Jak przekazał brytyjski dziennik „The Guardian”, naukowcy z Uniwersytetu Stanowego i Politechniki w Wirginii (Virginia Tech) odkryli metodę przekształcania polietylenu w kwasy tłuszczowe – główny składnik mydła.
Guoliang Liu, profesor nadzwyczajny chemii w Virginia Tech i autor opublikowanego w czasopiśmie „Science” artykułu na temat uzyskiwania mydła z plastiku, opowiada, że wpadł na wyjątkowy pomysł, siedząc przy kominku w Boże Narodzenie.
– Kiedy pali się drewno opałowe, wydziela ono dym, który składa się z mniejszych cząstek drewna opałowego. Zastanawiałem się, czy spalanie plastiku będzie działać w ten sam sposób – zdradza.
Liu i jego współpracownicy zbudowali reaktor przypominający piec, który może być używany do bezpiecznego spalania plastiku. Temperatura w jego dolnej części jest wystarczająco wysoka, aby rozbić łańcuchy polimerowe, podczas gdy górna część reaktora zostaje schłodzona do temperatury zapobiegającej ich nadmiernemu rozpadowi. Naukowcy zebrali pozostałe po spaleniu resztki i odkryli, że stworzony przez nich produkt to krótkołańcuchowy polietylen, rodzaj wosku, który następnie przekształcili w mydło. – To pierwsze na świecie mydło wykonane z plastiku. Ma trochę dziwny kolor, ale działa – podkreślił Liu.

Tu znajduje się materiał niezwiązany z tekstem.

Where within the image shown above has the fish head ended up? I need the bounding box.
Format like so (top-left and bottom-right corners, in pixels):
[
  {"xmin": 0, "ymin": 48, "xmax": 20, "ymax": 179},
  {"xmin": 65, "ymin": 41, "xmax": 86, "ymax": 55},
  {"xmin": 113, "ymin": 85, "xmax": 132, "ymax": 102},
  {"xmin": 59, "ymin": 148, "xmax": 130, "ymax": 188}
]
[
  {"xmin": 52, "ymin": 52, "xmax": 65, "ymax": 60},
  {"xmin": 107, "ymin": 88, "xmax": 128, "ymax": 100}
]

METODA ZESPOŁU PROFESORA LIU
Metoda opracowana przez profesora Liu i jego zespół działa na polietylenie i polipropylenie, które są dwoma najpopularniejszymi rodzajami plastiku. Razem stanowią one około połowy wszystkich odpadów z tworzyw sztucznych – prawie 200 milionów ton każdego roku. Ponad 80 proc. odpadów ze wspomnianych tworzyw trafia na wysypiska, podczas gdy mniej niż 10 proc. jest poddawane recyklingowi. Jedną z zalet metody Liu jest to, że działa ona na tworzywach sztucznych „wycofanych z eksploatacji”, których nie można poddać recyklingowi w normalny sposób. Metoda została również zaprojektowana tak, aby można ją było przystosować do użytku w warunkach przemysłowych.
Profesor Liu podkreśla jednak, że najlepszym sposobem na uniknięcie zanieczyszczenia tworzywami sztucznymi jest zminimalizowanie ich użycia.